Upper Urinary Tract Imaging

Upper urinary tract imaging (i.e., by ultrasonography, computed tomography, or intravenous pyelography) and urethrocystoscopy are not indicated for routine cases of LUTS attributable to BPH.³³

Cystoscopic findings in particular have not correlated well with the severity of symptoms of bladder outlet obstruction. Such studies should be reserved for selected patients with findings such as microscopic hematuria.

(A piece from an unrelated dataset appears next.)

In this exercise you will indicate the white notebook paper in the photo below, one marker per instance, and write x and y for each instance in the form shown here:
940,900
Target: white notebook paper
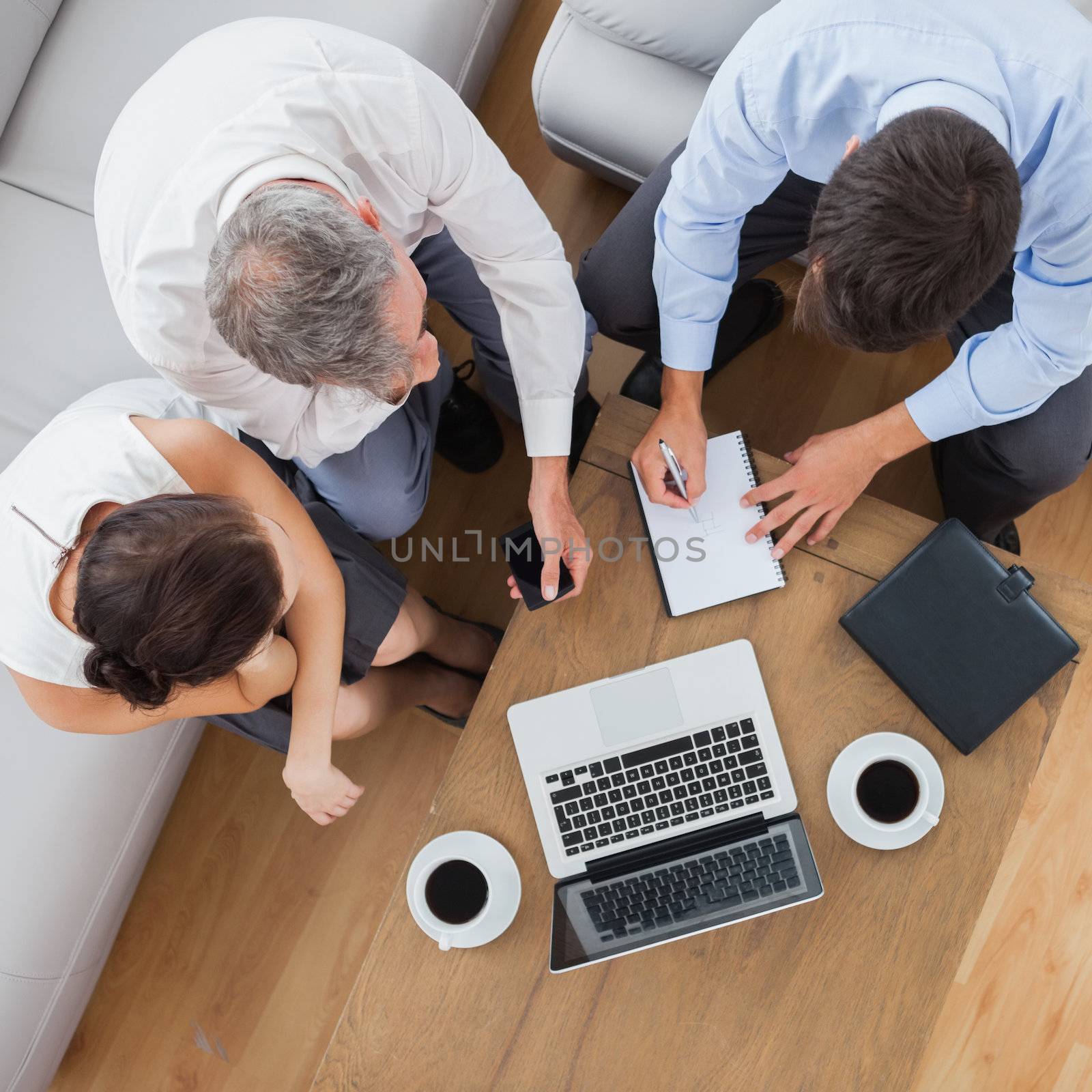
708,562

Once the clinician has made a working diagnosis of LUTS attributable to BPH and when the patient is sufficiently bothered by his symptoms to at least consider therapy, the initial management choice is usually between watchful waiting and medical therapy. Traditionally, medical therapies for LUTS attributable to BPH include alpha blockers and 5a-reductase inhibitors. Many patients try complementary and alternative medical treatments of prostate problems, especially phytotherapies. Growing appreciation of the role of detrusor overactivity in men with particularly bothersome filling symptoms such as urgency and urge incontinence has led to trials of anticholinergic agents in such men, even when bladder outlet obstruction is suspected.

Watchful Waiting

When the bother of a patient's LUTS is not sufficient, in his mind, to justify the potential side effects, costs, and inconvenience of medication, watchful waiting is the optimal management strategy. Although virtually all patients with mild symptom scores (i.e., an IPSS from 0 to 7 points) choose this course, it is also a reasonable course for patients with moderate or severe symptoms who are not very bothered by them. Patients should be advised to take lifestyle measures to improve symptoms, such as avoiding fluids, particularly beverages containing caffeine, before bedtime. They should also avoid medications that might worsen LUTS, including nonprescription ones [see History, above]. A recent small trial of a self-management program that focused on lifestyle changes showed impressive effects in older men with LUTS; improvements in symptom scores over 1 year were similar to those seen in trials of medical therapies.³⁴

Figure 4. Four-year Outcomes in BPH

Men should report worsening symptoms, particularly if they are feeling more bothered by their symptoms. Although, on average, symptoms can be expected to gradually increase, individual courses are quite variable, and some men note improvement over time [see Figure 4].³⁵ A natural history study has shown little symptomatic or urodynamic deterioration in men with proven bladder outlet obstruction who were followed without active treatment for 10 years or longer.³⁶

Medical Treatment

Alpha Blockers

Alpha₁-adrenergic blockers work primarily through relaxation of prostatic smooth muscle and relief of the dynamic component of bladder outlet obstruction. However, additional mechanisms have been proposed, including increased apoptosis of prostatic cells. Alpha blockers neither reduce prostate size nor lower PSA levels. Their onset of action is relatively rapid, although some alpha blockers require dose titration to achieve a maximal therapeutic effect while minimizing side effects. Many patients have hypertension and BPH, and both problems may be treated with an alpha blocker; however, data strongly suggest that alpha-blocker monotherapy is not optimal treatment for hypertension.³⁷

Many randomized trials have documented the efficacy of alpha blockers over placebo in studies lasting up to 4 years.^38,39 For example, in a large trial, over 2,000 men were randomized to receive either placebo or terazosin in doses of up to 10 mg daily. IPSS scores dropped about 8 points with the alpha blocker and about 4 points with placebo.⁴⁰ Such data highlight the impressive magnitude of the placebo effect on LUTS. Some of this placebo effect is attributable to regression toward the mean, which is seen when men with particularly marked symptoms are recruited into trials. In clinical practice, patients perceive their change in symptoms from baseline, so their improvement results from a combination of the pharmacologic benefit of the intervention with these other effects. The therapeutic effect of the alpha blockers is independent of prostate size.⁴¹ As is true of all treatments for men with symptoms attributed to BPH, the men with the highest symptom scores can expect the greatest absolute decrease in their symptom scores with alpha blockers. Therefore, many men with symptom scores in the severe range benefit from a therapeutic trial of alpha blockers before consideration is given to more invasive treatment.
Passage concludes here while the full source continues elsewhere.